Canada-BASED Caledonia Mining Corporation plans to invest $50 million to expand operations at its Blanket Mine in Matabeleland South between next year and 2017.
The commitment was made in Caledonia’s revised investment plan and production projections for the mine released yesterday. Caledonia expects the investment to create 400 jobs in the next five years.
Under the plan, Blanket is expected to produce between 70 000 to 75 000 ounces of gold per annum by 2021.
Another $20 million is expected to be invested in the period between 2018 and 2020.
The company said the objectives of the revised plan were to improve the underground infrastructure and logistics and allow an efficient and sustainable production build-up.
Caledonia president and chief executive Stefan Hayden said this was a vote of confidence on Zimbabwe as an investment destination.
“It is anticipated that the construction of the central shaft will substantially improve Blanket Mine’s operational efficiency and reinforce the beneficial effect of fixed costs being spread across more production ounces,” he said in a statement yesterday.
“The central shaft will also enhance the mine’s operational flexibility by reducing its current dependence on a single production shaft and give it the flexibility to continue to explore and develop at depth.”
Caledonia said Blanket Mine still offered it the best returns on investment.
It said the mine remained cash generative despite adverse market conditions and offered significant investment returns that exceed alternative investment opportunities.
“The revised strategic plan represents a vote of confidence in Zimbabwe as an investment destination,” Hayden said.

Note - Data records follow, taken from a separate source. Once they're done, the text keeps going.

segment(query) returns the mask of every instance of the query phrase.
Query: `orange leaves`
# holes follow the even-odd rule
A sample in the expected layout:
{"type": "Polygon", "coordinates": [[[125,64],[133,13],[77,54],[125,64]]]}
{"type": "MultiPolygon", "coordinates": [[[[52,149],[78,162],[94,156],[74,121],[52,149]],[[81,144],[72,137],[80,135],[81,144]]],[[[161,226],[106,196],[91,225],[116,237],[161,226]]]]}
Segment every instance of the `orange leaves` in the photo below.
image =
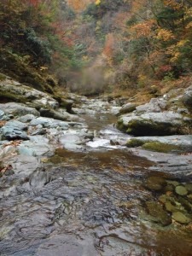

“I am pleased to say that Blanket’s indigenous shareholders and the government of Zimbabwe are both highly supportive of the revised plan.
“Implementation of the plan will result in considerable long-term benefits to all stakeholders, including Caledonia and Blanket shareholders, Blanket’s current and future employees, the surrounding community and the government of Zimbabwe.
He said the company expected to double production by 2018 and in the process create jobs.
“Implementation of the plan is expected to create approximately 400 permanent, high-quality jobs in Zimbabwe over the next five years,” Hayden said.
“By 2018, I hope that Blanket will have doubled production and further reduced its cost per ounce, which are already among the lowest of any African gold producer.
“Once these projects are completed, Caledonia and Blanket will have the critical mass and the financial capacity to consider significant new investment opportunities.”
The infrastructure improvements will include the development of a ‘Tramming Loop’ and the sinking of a new six-metre diameter central shaft from surface to 1 080 metres.
The revised plan is also expected to improve Blanket’s long-term operational efficiency, flexibility and sustainability.